TriZetto data breach compromised health data of over 3.4m U.S. individuals

TriZetto Provider Solutions, a leading provider of revenue cycle management services to healthcare organisations in the U.S., has announced that a data breach it detected in October compromised the personal and healthcare information of more than 3.4 million individuals.

 

The Cognizant-owned revenue cycle management company made the announcement in a data breach notification shared with the Attorney General of Oregon earlier this month. The company stated that the theft of personal and healthcare information of affected individuals began in November 2024 and continued until it was discovered and contained.

 

According to HIPAA Journal, TriZetto also informed the Texas Attorney General that the data breach incident impacted as many as 171,158 Texas residents, and made similar reports to the Attorney Generals of California, Massachusetts, New Hampshire, and Vermont without declaring the number of affected individuals from the respective states.

 

The company stated in its data breach notifications that the incident compromised affected individuals’ names, addresses, Social Security Numbers, dates of birth, medical information and health insurance information. The company did not state the number of affected physicians, clinics or healthcare organisations that avail its services directly or through intermediaries.

 

TriZetto has now started sending breach notification letters to affected individuals, stating the chronology of the incident, how much data was impacted and the steps it has taken to remediate the incident. Attorney Generals at several states have also started receiving breach notification letters from HIPAA-covered healthcare entities that were affected as a result of the data security incident at TriZetto.

 

One such notification filed by Gardner Health Services with the Attorney General of California stated that TriZetto first detected unauthorised access to a web portal, used by healthcare organisations to access its systems, on October 2, 2025, but later determined that the unauthorised access first occurred in November 2024, almost a year before it was discovered.

 

"TPS determined that, beginning in November 2024, an unauthorised third person began accessing some records related to insurance eligibility verification transactions that healthcare providers process to assess insurance coverage for treatment services they provide to patients," Gardner said.

 

"A thorough review of the affected data was conducted to identify what information was involved and the individuals to whom the data related. On or around November 28, 2025, TPS learned that the affected data may have included your name, address, date of birth, Social Security number, health insurance member number (which, for some individuals, may be a Medicare beneficiary identifier), provider name, health insurer name, primary insured information, and other demographic, health and health insurance information.

 

"The incident did not affect any payment card, bank account, or other financial information.

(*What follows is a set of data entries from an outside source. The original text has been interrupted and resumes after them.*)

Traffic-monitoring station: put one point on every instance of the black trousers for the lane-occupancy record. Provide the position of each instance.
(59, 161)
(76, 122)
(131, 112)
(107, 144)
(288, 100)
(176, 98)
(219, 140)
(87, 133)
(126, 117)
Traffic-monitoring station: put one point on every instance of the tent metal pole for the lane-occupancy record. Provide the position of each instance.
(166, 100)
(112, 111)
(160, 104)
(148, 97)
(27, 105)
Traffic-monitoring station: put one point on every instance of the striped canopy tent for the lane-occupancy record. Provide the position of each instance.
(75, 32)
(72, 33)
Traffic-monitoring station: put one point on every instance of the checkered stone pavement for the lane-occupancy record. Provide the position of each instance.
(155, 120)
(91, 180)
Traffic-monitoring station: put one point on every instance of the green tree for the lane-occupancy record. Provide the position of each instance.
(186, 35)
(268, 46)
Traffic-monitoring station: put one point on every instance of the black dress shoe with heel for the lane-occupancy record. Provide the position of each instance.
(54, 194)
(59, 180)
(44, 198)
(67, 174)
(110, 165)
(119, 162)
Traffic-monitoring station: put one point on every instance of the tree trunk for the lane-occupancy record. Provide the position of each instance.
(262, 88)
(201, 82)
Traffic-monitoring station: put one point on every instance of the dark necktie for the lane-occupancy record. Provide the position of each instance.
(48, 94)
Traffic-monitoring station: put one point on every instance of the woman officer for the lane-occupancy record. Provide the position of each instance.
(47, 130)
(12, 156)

At this time, we are not aware of any identity theft or fraud related to the use of any affected individual’s information, including yours," the provider added.  

 

TPS informed its healthcare industry customers that after discovering the breach, it promptly took measures to secure its systems and kicked off an investigation with help from leading cyber security experts. The company is implementing additional security protocols to enhance the security of its services and is offering free-of-cost credit monitoring, credit reporting and credit score services for one year.